The one recommendation that directly pertains to current clinical practice states that “in the absence of definitive evidence, clinicians and health care systems should follow current guidelines by professional societies about which patients and which types of pain should be treated with opioids and about how best to monitor patients and mitigate risk for harm.” In addition, the report “identifies several key evidence gaps and research priorities that must be addressed so that physicians can recognize patients for whom opioids are most appropriate and use optimal regimens for these patients.”

Considering professional society guidelines is one of the main take home-messages of the report for clinicians, Dr. David Steffens, another panelist and author of the paper, said during the telebriefing. Dr. Steffens, professor and chair of the department of psychiatry, University of Connecticut, Farmington, observed that during the workshop, “the core part of what we heard was an astounding lack of data on efficacy of these drugs,” and noted that the majority of recommendations are “forward-looking in terms of a need to get more data.”
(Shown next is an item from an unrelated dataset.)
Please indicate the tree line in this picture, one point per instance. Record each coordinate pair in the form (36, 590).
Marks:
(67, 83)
Among the main conclusions of the position paper is that while opioids are “clearly the best treatment for some patients with chronic pain ... there are probably more effective approaches” for many other patients. “The challenge is to identify the conditions in patients for which opioid use is most appropriate, the optimal regimens, the alternatives for those who are unlikely to benefit from opioids, and the best approach to ensuring that every patient’s needs are met by a patient-centered health care system,” the report concludes.

 

 

A systematic review of the effectiveness and risks of long-term opioids for chronic pain, prepared specifically for the workshop by the Pacific Northwest Evidence-based Practice Center (EPC) at Oregon Health & Science University, Portland, with funding by the Agency for Healthcare Research and Quality, was also published in the same issue of Annals of Internal Medicine (doi:10.7326/M14-2559).
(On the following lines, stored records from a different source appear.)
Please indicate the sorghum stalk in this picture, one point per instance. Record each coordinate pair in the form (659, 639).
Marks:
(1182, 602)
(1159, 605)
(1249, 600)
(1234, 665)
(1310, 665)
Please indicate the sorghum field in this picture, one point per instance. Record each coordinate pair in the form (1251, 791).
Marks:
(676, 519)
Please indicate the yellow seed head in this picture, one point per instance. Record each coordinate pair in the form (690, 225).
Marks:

The review, which evaluated evidence in the medical literature about the effectiveness and risks of long-term opioid therapy (more than 3 months) to treat chronic pain in adults, concluded that “reliable conclusions about the effectiveness of long-term opioid therapy for chronic pain are not possible due to the paucity of research to date.” Moreover, evidence indicating that long-term opioid therapy is associated with significant risks for overdoses, abuse, and other sequelae is increasing, according to the review, which defines chronic pain as pain “lasting longer than 3 months or past the normal time for tissue healing.” Dr. Roger Chou, director of the Pacific Northwest EPC and a physician in the OHSU internal medicine clinic, was the lead author of the review.

Dr. Roger Chou

An estimated 100 million Americans have chronic pain, of whom about 25 million have moderate-to-severe pain that limits activities and adversely affects their quality of life, according to the position paper. Despite other available treatments, opioids are used for long-term management of chronic pain in an estimated 5-8 million Americans and prescriptions for opioids to treat pain increased from 76 million in 1991 to 219 million in 2011. This increase has been accompanied by a rise in opioid overdoses and treatment for addictions to prescription pain medications. The paper cites Centers for Disease Control and Prevention figures estimating that in 2011, there were more than 17,000 opioid-related overdose deaths.

The NIH Pathways to Prevention Workshop was sponsored by the NIH Office of Disease Prevention, the NIH Pain Consortium, the National Institute on Drug Abuse, and the National Institute of Neurological Disorders and Stroke.

None of the authors of the report had disclosures relevant to the topic. Dr. Chou’s disclosures included having received grants from the AHRQ during the study. He has also been a consultant for the U.S. Department of Health and Human Services and the Providers’ Clinical Support System for Opioid Therapies, which is funded by the Substance Abuse and Mental Health Services Administration.